Ten Years After, Undead, Deram 1968.

(Due anni dopo l’aria è questa. Nota: il link a Woodchopper’s è alla versione da studio.)

Prima che la world music diventasse un campo minato, mi ritrovai in un pomeriggio del 1976 (o 1977), con l’amico vicino di casa, in un teatro davanti a cinque signori vestiti di bianco e seduti a gambe incrociate. Non sapevo niente. Che John McLaughlin avesse suonato con Miles Davis era un concetto che non avrei comunque capito; di L. Shankar, al violino, pensavo a torto che fosse il figlio di Ravi; che Zakir Hussein fosse un immenso tablista (del quale avrei comprato vent’anni dopo gli album sull’etichetta di Peter Gabriel) lo appresi in quell’occasione; degli altri due non riuscivo nemmeno a pronunciare il nome (R. Raghavan  e T. H. «Vikku» Vinayakram, che picchiavano su delle specie di giare, il ghatam e il mridangam). Quando attaccarono, con lo stesso brano che apre il primo album, ebbi una folgorazione. Furono due ore di bocca aperta, dalle quali uscii tutto sudato e con la convinzione di sapere qualcosa di più di improvvisazione e di ritmo. Il giorno dopo avevo il disco in mano e cominciai a consumarlo, imparando ogni più piccolo rumore secondario che proveniva dalle sue tracce (tre, registrate dal vivo). È un album perfetto, esaltante e meditativo, con alcuni assolo di chitarra (acustica) e di tabla inarrivabili, con alcune progressioni che, sì, suonano «indiane», ma anche qualcos’altro di non ben definito. Perfetto anche perché unico e mai ripetuto: il resto delle registrazioni di Shakti degli anni ’70 è pallido, mentre le reunion intorno al 2000 vedono McLaughlin con la chitarra elettrica, ed è un’altra cosa.
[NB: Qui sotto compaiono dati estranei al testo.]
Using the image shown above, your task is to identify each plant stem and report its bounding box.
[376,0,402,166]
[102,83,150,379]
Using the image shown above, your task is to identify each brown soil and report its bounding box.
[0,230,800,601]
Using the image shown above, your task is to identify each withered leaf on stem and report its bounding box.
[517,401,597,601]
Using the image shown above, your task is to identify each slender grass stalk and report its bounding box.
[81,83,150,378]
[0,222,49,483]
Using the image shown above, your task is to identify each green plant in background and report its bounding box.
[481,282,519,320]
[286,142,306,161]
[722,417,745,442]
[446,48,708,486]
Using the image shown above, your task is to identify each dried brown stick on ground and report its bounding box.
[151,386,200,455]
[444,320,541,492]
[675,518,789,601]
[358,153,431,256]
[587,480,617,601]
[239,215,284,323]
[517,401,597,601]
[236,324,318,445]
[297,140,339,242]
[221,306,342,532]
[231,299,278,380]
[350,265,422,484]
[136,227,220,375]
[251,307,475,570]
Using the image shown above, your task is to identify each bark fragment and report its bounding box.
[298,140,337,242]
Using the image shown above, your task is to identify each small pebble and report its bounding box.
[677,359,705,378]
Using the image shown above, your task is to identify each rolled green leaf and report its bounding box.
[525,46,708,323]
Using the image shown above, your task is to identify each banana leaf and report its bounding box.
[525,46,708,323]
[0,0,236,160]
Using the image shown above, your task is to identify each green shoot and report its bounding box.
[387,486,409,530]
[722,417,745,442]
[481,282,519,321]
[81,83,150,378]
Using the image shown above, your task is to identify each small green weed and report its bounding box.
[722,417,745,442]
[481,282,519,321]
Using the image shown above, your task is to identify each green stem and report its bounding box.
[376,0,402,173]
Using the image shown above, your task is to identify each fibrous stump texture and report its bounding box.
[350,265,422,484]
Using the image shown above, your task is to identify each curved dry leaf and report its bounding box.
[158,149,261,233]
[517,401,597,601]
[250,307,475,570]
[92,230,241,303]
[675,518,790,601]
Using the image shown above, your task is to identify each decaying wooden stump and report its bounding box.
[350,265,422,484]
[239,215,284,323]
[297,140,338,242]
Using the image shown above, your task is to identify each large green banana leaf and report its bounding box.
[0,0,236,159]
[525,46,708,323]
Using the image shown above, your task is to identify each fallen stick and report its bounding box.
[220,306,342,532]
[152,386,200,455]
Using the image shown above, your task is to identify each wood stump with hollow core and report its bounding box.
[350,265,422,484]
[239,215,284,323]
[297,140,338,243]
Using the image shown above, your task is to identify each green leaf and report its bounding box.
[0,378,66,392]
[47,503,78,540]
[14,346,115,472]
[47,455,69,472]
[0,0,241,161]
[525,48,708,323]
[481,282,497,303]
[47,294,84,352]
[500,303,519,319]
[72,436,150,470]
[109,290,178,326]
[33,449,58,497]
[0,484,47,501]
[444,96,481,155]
Shakti with John McLaughlin, Shakti, Columbia 1975.

Anch’io ho sognato di andare «alle porte del cosmo che stanno su in Germania», e per la precisione dopo i primi dieci minuti di Zeit (ascoltato quattro anni dopo la sua uscita del 1972, su consiglio del compagno di scuola più «alternativo»). Se allora fu uno dei tanti distintivi (al pari dell’eskimo), col «tempo» è diventato colonna sonora. Era, ed è, perfetto: i nomi (gruppo, disco e musicisti: Froese, Franke & Baumann), mai sentito niente del genere, quattro brani ampiamente superiori al quarto d’ora l’uno (il superopposto delle «canzoni»), titoli-mondo (Birth of Liquid Plejades [cui partecipa Florian Fricke dei Popol Vuh], Origin of Supernatural Probabilities), strumenti ignoti (la scatola magica del VCS3), l’icona assoluta della copertina (con tanto di lettering sci-fi). E capace di produrre quel languorino che ti fa dire: se avessi quella roba, lo farei anch’io. Grande esempio di drone (Nebulous Dawn), perno tra la prima e la seconda fase dei Tangerine (la terza non conta), Zeit è un viaggio da fermi, è una lunga riflessione ossessiva, aveva tutto per quei pomeriggi. Oggi, che ne riconosca ormai a memoria i sibili, le vibrazioni, le risacche, le bolle forse è un po’ ridicolo, ma resta un’ora abbondante di musica cosmica sottratta, paradossalmente, proprio al «tempo».